How to speed up XML reading

R

Ramon F Herrera

My application makes a large number of XPath() retrievals and that's
the code that predominantly uses most of the clock time. The rest of
the tasks take a negligible amount of CPU and disk. In short, all the
app does is to read XML variables and write them in a PDF file.

See a previous, very related post below.

-Ramon

=============================================
You can't compare SAX and DOM. SAX is under the parsing level therefore
DOM is for manipulating an XML document. DOM is mostly built with SAX
system. You can use it or ignore it building your own SAX code. However
create your own SAX handler is much complex and the final result could
be much slower than with a pure DOM usage.

Very true. (Though some DOM parsers/loaders bypass SAX for greater
efficiency; I believe Xerces actually uses lower-level events to drive
its DOM construction.)

SAX does require that you manage all the state information, which may
or may not include building something like the DOM for part or all of
the document. How fast or slow that will be depends entirely on the
problem at hand and how good your code is.

If you've got time, doing it all via SAX may be worth trying.

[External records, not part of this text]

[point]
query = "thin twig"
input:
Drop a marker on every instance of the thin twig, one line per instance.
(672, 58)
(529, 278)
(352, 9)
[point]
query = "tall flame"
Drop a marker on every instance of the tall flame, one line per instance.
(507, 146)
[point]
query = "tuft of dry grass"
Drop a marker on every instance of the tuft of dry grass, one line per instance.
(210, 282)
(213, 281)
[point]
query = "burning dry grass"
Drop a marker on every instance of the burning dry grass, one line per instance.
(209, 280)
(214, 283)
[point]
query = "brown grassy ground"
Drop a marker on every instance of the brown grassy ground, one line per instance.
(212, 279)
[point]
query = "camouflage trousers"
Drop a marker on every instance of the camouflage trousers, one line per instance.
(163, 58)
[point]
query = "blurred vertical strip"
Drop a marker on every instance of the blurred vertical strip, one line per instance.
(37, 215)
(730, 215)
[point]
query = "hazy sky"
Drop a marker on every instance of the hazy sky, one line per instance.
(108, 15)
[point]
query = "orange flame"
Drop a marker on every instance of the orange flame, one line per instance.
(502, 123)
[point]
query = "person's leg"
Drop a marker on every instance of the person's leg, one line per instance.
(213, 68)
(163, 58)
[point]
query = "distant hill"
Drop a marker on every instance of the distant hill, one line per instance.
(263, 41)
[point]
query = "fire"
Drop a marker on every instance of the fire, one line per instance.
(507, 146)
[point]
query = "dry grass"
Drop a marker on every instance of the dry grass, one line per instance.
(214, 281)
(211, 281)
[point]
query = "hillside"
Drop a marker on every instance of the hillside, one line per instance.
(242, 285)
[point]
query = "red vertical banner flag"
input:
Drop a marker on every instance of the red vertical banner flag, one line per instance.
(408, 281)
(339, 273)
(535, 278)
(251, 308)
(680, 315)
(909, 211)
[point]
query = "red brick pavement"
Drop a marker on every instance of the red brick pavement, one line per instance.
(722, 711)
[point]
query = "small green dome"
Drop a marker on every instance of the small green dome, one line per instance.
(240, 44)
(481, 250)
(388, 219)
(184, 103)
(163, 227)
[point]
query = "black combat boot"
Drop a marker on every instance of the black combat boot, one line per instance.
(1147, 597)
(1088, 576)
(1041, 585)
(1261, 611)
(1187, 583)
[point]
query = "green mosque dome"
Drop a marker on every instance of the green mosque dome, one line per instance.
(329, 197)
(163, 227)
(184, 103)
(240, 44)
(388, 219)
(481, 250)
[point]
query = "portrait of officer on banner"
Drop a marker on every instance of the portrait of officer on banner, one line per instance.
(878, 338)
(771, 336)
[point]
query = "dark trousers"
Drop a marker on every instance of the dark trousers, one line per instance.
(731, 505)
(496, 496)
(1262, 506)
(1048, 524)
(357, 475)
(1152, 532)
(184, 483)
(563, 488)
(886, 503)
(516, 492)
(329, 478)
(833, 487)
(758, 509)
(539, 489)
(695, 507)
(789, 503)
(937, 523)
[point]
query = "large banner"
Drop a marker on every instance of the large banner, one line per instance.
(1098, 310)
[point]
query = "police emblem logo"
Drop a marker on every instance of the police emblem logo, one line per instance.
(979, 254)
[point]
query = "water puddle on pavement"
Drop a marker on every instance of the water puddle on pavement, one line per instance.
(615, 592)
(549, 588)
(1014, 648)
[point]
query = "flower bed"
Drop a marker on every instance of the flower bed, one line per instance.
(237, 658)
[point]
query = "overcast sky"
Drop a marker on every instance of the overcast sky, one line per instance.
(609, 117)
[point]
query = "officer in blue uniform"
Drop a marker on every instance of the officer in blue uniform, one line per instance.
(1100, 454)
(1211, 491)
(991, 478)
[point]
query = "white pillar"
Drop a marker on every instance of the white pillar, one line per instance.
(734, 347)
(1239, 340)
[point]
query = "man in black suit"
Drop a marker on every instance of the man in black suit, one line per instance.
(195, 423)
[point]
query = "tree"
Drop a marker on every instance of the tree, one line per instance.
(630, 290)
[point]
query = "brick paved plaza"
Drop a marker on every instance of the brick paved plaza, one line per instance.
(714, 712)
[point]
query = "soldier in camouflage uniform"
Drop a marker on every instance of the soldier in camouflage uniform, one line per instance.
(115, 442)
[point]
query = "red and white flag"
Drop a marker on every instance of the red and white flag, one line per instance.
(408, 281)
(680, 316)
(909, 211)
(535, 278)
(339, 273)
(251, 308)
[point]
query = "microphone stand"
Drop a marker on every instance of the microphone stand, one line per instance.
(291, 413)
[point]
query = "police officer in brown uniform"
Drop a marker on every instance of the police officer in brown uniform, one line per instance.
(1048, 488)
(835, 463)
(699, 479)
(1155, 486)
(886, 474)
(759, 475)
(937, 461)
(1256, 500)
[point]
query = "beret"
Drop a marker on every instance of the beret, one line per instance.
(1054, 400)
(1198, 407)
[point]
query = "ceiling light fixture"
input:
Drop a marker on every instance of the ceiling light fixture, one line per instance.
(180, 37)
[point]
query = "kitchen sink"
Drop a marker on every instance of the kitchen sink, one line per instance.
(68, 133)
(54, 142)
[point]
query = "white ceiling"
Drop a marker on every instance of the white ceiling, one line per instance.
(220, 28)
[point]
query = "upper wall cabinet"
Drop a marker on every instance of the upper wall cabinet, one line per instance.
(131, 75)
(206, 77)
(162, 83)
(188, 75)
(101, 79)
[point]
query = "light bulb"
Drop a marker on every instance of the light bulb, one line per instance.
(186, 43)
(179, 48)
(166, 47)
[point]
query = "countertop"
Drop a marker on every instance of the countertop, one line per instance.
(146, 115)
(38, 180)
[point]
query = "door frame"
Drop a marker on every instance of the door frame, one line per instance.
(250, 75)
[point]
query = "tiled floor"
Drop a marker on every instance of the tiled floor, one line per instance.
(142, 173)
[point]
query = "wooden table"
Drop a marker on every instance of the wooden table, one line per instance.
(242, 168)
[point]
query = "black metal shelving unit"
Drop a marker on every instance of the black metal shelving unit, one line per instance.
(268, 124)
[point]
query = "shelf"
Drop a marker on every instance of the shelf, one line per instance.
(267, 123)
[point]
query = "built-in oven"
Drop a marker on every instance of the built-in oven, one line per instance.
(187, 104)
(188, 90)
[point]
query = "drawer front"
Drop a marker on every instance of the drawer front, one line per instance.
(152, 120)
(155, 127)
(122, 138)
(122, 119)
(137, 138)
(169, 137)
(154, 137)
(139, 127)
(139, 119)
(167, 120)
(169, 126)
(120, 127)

But it
isn't always going to be a magic bullet.

As I said in my other post, the first thing to do is to find out
whether this is even a significant part of your application's
processing time.
 
R

Ramon F Herrera

Tools used:
C++
Xerces-C
XQilla
Developed under Linux, ported to Windows


A very important lesson that I learned follows. Xerces implements a
reasonably/very fast XPath retrieval BUT it does so at the expense of
flexibility. The only type of XPath retrieval supported by Xerces is
the MINIMAL one:

string neededVariable = XPath("/this/is/the/variable/that/i/need");

If the path contains any character like "[", "@", "=", etc. I must
resort to XQilla, which is wonderful (a LOT easier to code than pure
Xerces), but as slow as molasses in cold weather:

string someOtherVar = XPath("/table/joint/ancestor::table/
@titledetail");

After running some benchmarks I have concluded that my best option is
to use a combination of the 2 XPath engines: Xerces for the "easy"
stuff and Xqilla for the more complex.

-Ramon
 
A

Alain Ketterlin

[...]
A very important lesson that I learned follows. Xerces implements a
reasonably/very fast XPath retrieval BUT it does so at the expense of
flexibility. The only type of XPath retrieval supported by Xerces is
the MINIMAL one:

string neededVariable = XPath("/this/is/the/variable/that/i/need");

If the path contains any character like "[", "@", "=", etc. I must
resort to XQilla, which is wonderful (a LOT easier to code than pure
Xerces), but as slow as molasses in cold weather:

string someOtherVar = XPath("/table/joint/ancestor::table/
@titledetail");

... would have the same effect as ancestor::table since the query starts
at document root.
After running some benchmarks I have concluded that my best option is
to use a combination of the 2 XPath engines: Xerces for the "easy"
stuff and Xqilla for the more complex.

XPath may require DOM if you use funny axes, e.g., preceding-sibling::*
and, maybe, ancestor.

However, for the request you show above, a hand-coded SAX parser keeping
a simple stack (with @titledetail cached where appropriate) can extract what
you want. XPath, and any generic query language for that matter, is far
more powerful, and will therefore most likely be slower.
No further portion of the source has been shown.